La magia del Galacho de Juslibol

Pasear por el Galacho de Juslibol es un acontecimiento para cualquier persona, lo haya visitado antes o no. Siempre se aprende algo, aunque lo recorramos a menudo. Vemos que es el mismo pero a la vez no lo es, que ha cambiado; continuamente aparece alguna señal escondida. La huella del agua está presente por todos los rincones, parece que hubiera ido cincelando una obra de arte siempre cambiante, inacabada. Su espectacularidad, sus contrastes, sus colores, los sonidos, los olores, las sensaciones y percepciones que van y vienen hacen de este enclave un lugar mágico.

El enclave es espectacular puesto que muestra restos de un pasado geológico ligado al agua, que ha limado la tierra, que ha abierto una brecha en los yesos. Así ha dibujado un cauce fluvial serpenteante que delata a un río que en ocasiones ha parecido un remanso de agua y en otras ha crecido, ha buscado nuevos espacios y  ha “olvidado” antiguos cauces. Si lo miramos con delicadeza descubrimos arrastres de rocas de lugares muy lejanos; encontramos evidencias de inundaciones, mantos de barro donde los animales dejan sus huellas, acúmulos de materia que nos hablan de cambios estacionales que modifican el cauce, que aportan nutrientes para regenerar la vida que acoge.

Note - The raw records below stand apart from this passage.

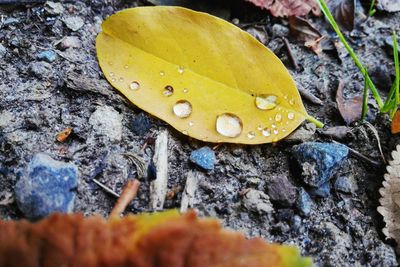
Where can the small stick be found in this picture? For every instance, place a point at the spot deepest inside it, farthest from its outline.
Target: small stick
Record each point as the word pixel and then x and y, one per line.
pixel 106 188
pixel 158 187
pixel 128 194
pixel 361 156
pixel 290 53
pixel 189 192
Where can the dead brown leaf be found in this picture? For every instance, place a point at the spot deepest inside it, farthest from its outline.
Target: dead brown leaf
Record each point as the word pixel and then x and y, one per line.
pixel 287 8
pixel 350 109
pixel 390 200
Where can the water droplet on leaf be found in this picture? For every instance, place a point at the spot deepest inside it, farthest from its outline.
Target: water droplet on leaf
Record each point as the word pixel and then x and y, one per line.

Es uno, porque forma una unidad y porque es irrepetible, y a la vez multiforme. Contraste entre la estepa y el soto, atesora una biodiversidad dentro del mismo espacio que resulta esplendorosa en sus paisajes tan diferentes, pero también en su cromatismo, en las evidencias sonoras y visuales de tantas especies diferentes de animales que luchan por vivir, en el asomo de todos los seres que la imaginación nos permite ver. Diversidad que también se hace evidente en la interpretación personal que cada uno de los visitantes se lleva consigo.

El Galacho es un lugar complejo, pues la actividad humana, presente no solamente en la coloración de las huertas debida a los diferentes cultivos, ha interactuado con el espacio. Rastros de esa ocupación son sus viejos hornos de yeso, así como la agricultura o la ganadería desarrolladas por unas gentes que han convivido con el enclave en ocasiones peleándose y en otras en buena sintonía. Intervenciones humanas  delicadas en algunas épocas y agresivas en otras que han provocado impactos, que han limitado su extensión y puesto en peligro su supervivencia o que han aumentado los procesos erosivos, lo cual ha magnificado los riesgos de sus periódicas crecidas, que no son otra cosa que la expresión de la libertad del agua.

Alguien lo definió como un lugar a merced del tiempo. Porque el galacho resume el pasado, muestra el presente y  permite proyectar el futuro. ¿Lo tiene? Sí, si nosotros queremos. La acción colectiva y la participación ciudadana son las claves para concretar sobre la práctica esas variables que definen el galacho y aseguran su supervivencia: la libertad del río, la protección de su biodiversidad, el uso social del espacio que configura y la consideración del enclave a la vez como santuario y como seña de identidad de una ciudad que ama el río, que quiere vivir de su magia.

  • Publicado en Heraldo de Aragón el 17 de enero de 2005.